Rester un grand port d’État

L’année 2019 sera marquée par la rédaction du prochain projet stratégique et aussi par la réflexion menée actuellement au niveau national sur la gouvernance du port. Si la présidence du directoire a été repris par Olivier Trétout en remplacement de Jean-Pierre Chalus, parti à l’Union des ports de France, Francis Bertolotti a été confirmé pour une période intérimaire de six mois comme président du conseil de surveillance. Quant à rester port d’État ou passer sous le giron régional, Francis Bertolotti rappelle que la majorité des trafics du port ligérien sont à classer au rang de l’énergie ce qui en fait un établissement important pour l’État. « Même si nous avons un tropisme plus régional, Nantes Saint-Nazaire veut rester un grand port d’État, ce qui le qualifie par ses trafics énergétiques puisque ses terminaux permettent de sécuriser les approvisionnements du pays. Nous n’avons pas de crainte quant à un éventuel changement de statut. Il devrait être préservé de toute idée de réforme même s’il y a une implication plus forte de la région des Pays de la Loire, dont la présence reste à définir au sein du Conseil de surveillance ». Mais, pour Francis Bertolotti, l’essentiel n’est pas là : « Le port est une entreprise et ce devrait être sa seule vocation, même si elle est aussi un aménageur et peut être un service public.  Ce qu’il faut maintenant, c’est faire de Nantes Saint-Nazaire le port incontournable du Grand Ouest, jusqu’au val de Loire, et traiter le problème du cloisonnement des sites économiques et de la concurrence parfois inutile que se livrent les ports de la façade atlantique. Il faut faire le ménage et l’État a une responsabilité en la matière ».

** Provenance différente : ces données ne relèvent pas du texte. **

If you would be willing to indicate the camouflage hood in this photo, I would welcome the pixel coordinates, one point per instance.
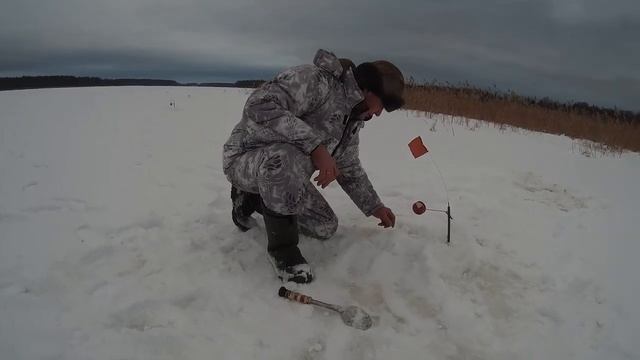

L’avenir du port de l’estuaire de la Loire veut se faire pour devenir l’outil logistique du grand ouest. Dans cet esprit, le port, les opérateurs portuaires ont lancé l’initiative « Be My Port », une identité de promotion de la place portuaire nantaise. Son objectif : développer de nouveaux trafics autour des filières prioritaires du territoire, comme l’industrie et l’agroalimentaire. « Il s’agit de renforcer l’action commerciale en faisant la promotion de nos solutions et services de manière collective. À cet effet des actions sont conduites dans les zones internationales en croissance, notamment la Chine, qui constitue une ouverture importante sur les marchés agroalimentaire, en particulier le porc et le bœuf, qui sont des produits de notre hinterland. »

En plus de l’import, Be My Port a aussi pour vocation de soutenir le développement du trafic export en travaillant sur l’attractivité du port auprès des entreprises du Grand Ouest. Il s’agit de les inciter plus à privilégier Nantes Saint-Nazaire dans leur chaîne logistique internationale. « Entre autres exemples il y a dans la région de Cholet une importante activité manufacturière, mais les produits sont essentiellement exportés via Le Havre et les Pays-Bas qu’ils rejoignent en camions. Nous sommes pourtant très proches. Pour ce cas, et bien d’autres, il y a une logique à concentrer plus les marchandises de l’hinterland naturel et trouver des solutions pour les faire venir ici ».